At various points in the band’s four-decade career, the Fall might sound like punk, hard rock, psychedelia, funk, blues-rock, jazz-rock, electropop or sheer noise. “If it’s me and your granny on bongos, it’s the Fall,” Smith once declared. The BBC disc jockey John Peel, an early and steadfast supporter, said of the Fall that “they are always different, they are always the same.”

Through it all, Smith maintained his role as a brain-twisting wordsmith, a contentious bandleader and a perpetual irritant. In a 2017 interview with The Guardian, he boasted: “People still cross the road from me; I’ve still got that. I can clear a pub when I want to. It’s a talent.”

Mark Edward Smith was born in Salford, near Manchester, on March 5, 1957, and grew up in nearby Prestwich. After dropping out of school at 16, he was working as a shipping clerk and studying literature at night school when he saw the Sex Pistols in a sparsely attended show at the Lesser Free Trade Hall in Manchester. He soon started his own band with friends. The Fall was named after an Albert Camus novel.

“When I formed the group,” Smith wrote in his 2008 autobiography, “Renegade: The Lives and Tales of Mark E. Smith,” “it was because of sounds; of wanting to make something; combining primitive music with intelligent lyrics.”

The Fall released its first EP, “Bingo-Master’s Break-Out!,” in 1978, and its debut album, “Live at the Witch Trials,” in 1979. Manchester was a center of post-punk innovation at the turn of the 1980s, with bands like Joy Division, the Durutti Column and the Smiths.
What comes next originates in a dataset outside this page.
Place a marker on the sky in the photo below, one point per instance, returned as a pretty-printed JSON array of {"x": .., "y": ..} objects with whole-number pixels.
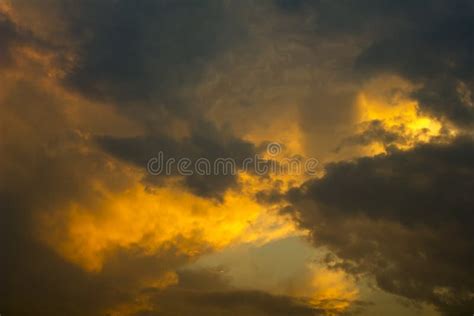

But the Fall — although less popular and more abrasive — would outlast them all.

The Fall’s closest approach to the rock mainstream, with songs featuring clear-cut beats, riffs and choruses, came in the 1980s, when the band’s guitarists (and Smith’s songwriting collaborators) were Craig Scanlon, who was in the Fall from 1979 to 1995, and Brix Smith, who was Smith’s wife from 1983 to 1989, her initial tenure with the band, and rejoined for two 1990s albums.

Her departure was followed by decades of fluctuations in the band’s music, by turns obnoxious and illuminating. Smith also recorded outside the Fall with Gorillaz and Elastica, and he made an album in 2007 with the German electronic duo Mouse on Mars under the group name Von Südenfed.

The Fall toured constantly through its four decades, playing sets that could be spellbinding or desultory. A notorious 1998 performance at Brownie’s in the East Village included fistfights among the musicians.

For the Fall’s final half-dozen albums, the lineup remained largely stable. From 2002 to 2016 the band included Elena Poulou, whom Smith married in 2001, on keyboards. They divorced in 2016. Complete information on survivors other than Vander was not available.

Smith garnered multiple reputations: as a drinker and a brawler, as a contrarian and an insult-slinger (particularly against politicians, institutions and other musicians), and as an artist and an experimenter. In concert, he disdained looking back or playing longtime fan favorites. The Fall’s live sets usually drew only on the band’s most recent recordings and even newer songs.

In his autobiography, Smith put it bluntly: “The Fall are about the present, and that’s it.”